Em uma península, vivia sozinha uma menina. Ela tomava conta de um farol que sinalizava aquela região para algumas embarcações que perdidas por ali passavam. A cada 15 dias um barco deixava para ela água e comida. No mais era o mar estourando nas pedras, esculpindo-as e deixando suas marcas na história da Terra.
Nas noites vazias, a menina tinha como parceira a lua e as estrelas, eternas confidentes, o firmamento parecia descer no horizonte para ouvi-la, por vezes em alegria, outras em melancolia. Em noites de tempestades os raios iluminavam seu cômodo solitário sem assustá-la e os trovões pareciam admoestá-la por alguma fraqueza que fora acometida.
Invariavelmente, ao anoitecer ela acendia o farol, para no dia seguinte seu primeiro ofício, apagá-lo.
Depois de cumprida a obrigação a menina caminhava pelas areias em meio a conchas e pedrinhas até esticar-se em uma rocha que parecia ter sido feita para ela. Era lisa de boa largura, elevada com certo destaque, chegava-se até lá com tranquilidade, apenas um equilíbrio para mover um passo e outro e pronto, lá era o seu lugar favorito, tanto nas manhãs quanto nos finais de tarde.
Era acomodada ali que avistava o mar, o céu, o sol e os pássaros, um deles seu amigo, que todos os dias chegava até ela para contar as novidades de suas voltas pelo mundo. Nas longas migrações o pássaro estendia suas asas e voltava cheio de notícias e as contava com sabedoria, a menina ouvia encantada. Muitas viagens, muitas estórias e grande fascinação.
Um dia o pássaro já velho preparava-se para aquela que seria a última migração. A viagem era longa e ele temeu fazê-la, suas forças estavam no limite, a idade avançada o impedia de seguir os mais jovens. A menina sabendo das dificuldades, tratou de encorajá-lo dizendo que ele ia conseguir e ela queria ouvir mais essa estória que seria a última.
E assim se fez, o pássaro bateu asas e voou longe, muito longe, foi para além do Oriente, contornou o sol, atravessou a lua crescente, acompanhou meteoros, sobrevoou cordilheiras, atravessou imensos desertos, cruzou oceanos em dias e noites de fortes tempestades
sem um único lugar para descansar. Estava exausto, mas sempre pensava na menina e na mais bela estória que ele estava preparando. Era a odisseia de sua vida.
Depois de muito tempo voando, finalmente avistou o arquipélago de sua amiga, reunindo suas últimas forças, chegou garboso, realizado e cheio de aventuras a contar para a menina. Mas para sua surpresa ela não estava lá, estranhou sua ausência, ali era o cenário de suas vidas! Inquieto na pedra plana, outro pássaro percebendo incômodo disse-lhe que a menina havia partido. Foi embora no
último barco, pois o farol fora desativado. O pássaro caiu em profunda tristeza, bem nessa última viagem que ele tinha tantas maravilhas para contar!?

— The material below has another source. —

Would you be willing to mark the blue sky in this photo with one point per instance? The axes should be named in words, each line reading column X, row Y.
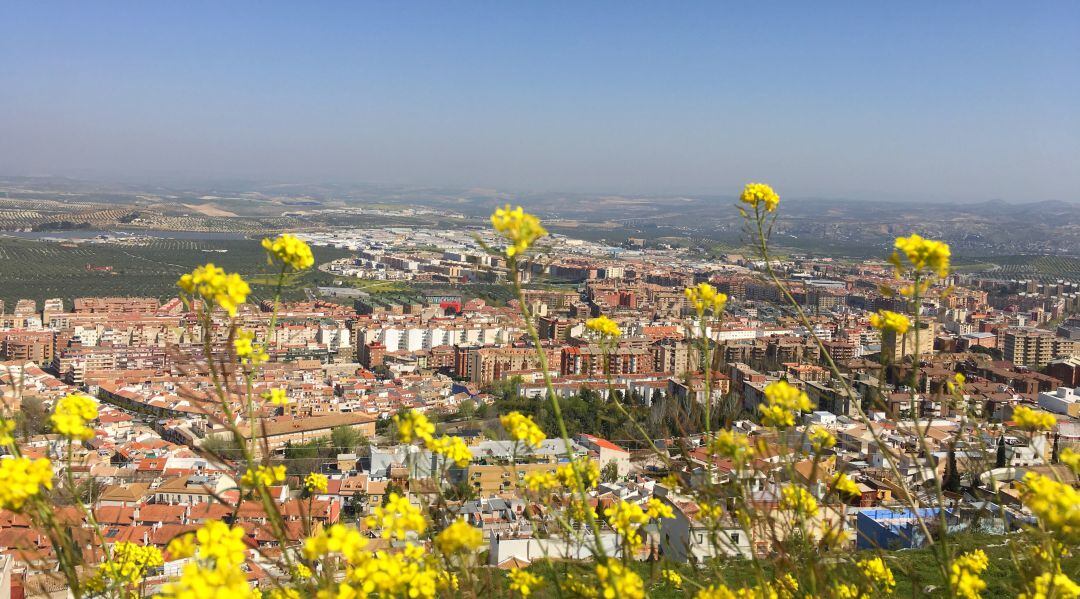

Apertou-se em lembrança e a solidão caiu pesada e poderosa sobre suas asas cansadas e velhas. Era o crepúsculo de sua vida. Enquanto isso, longe dali a menina lembrava o amigo e pensando refletia sobre a amizade, gostamos dos outros não porque eles fizeram algo por nós, mas sobretudo porque fizemos algo por eles. As nuvens no horizonte em movimento formou seu rosto alegre, observando aquele sorriso amigo, sabendo que era para ele, o pássaro descansou em paz.
Nesses tempos de temor, uma breve estória de amizade e amor.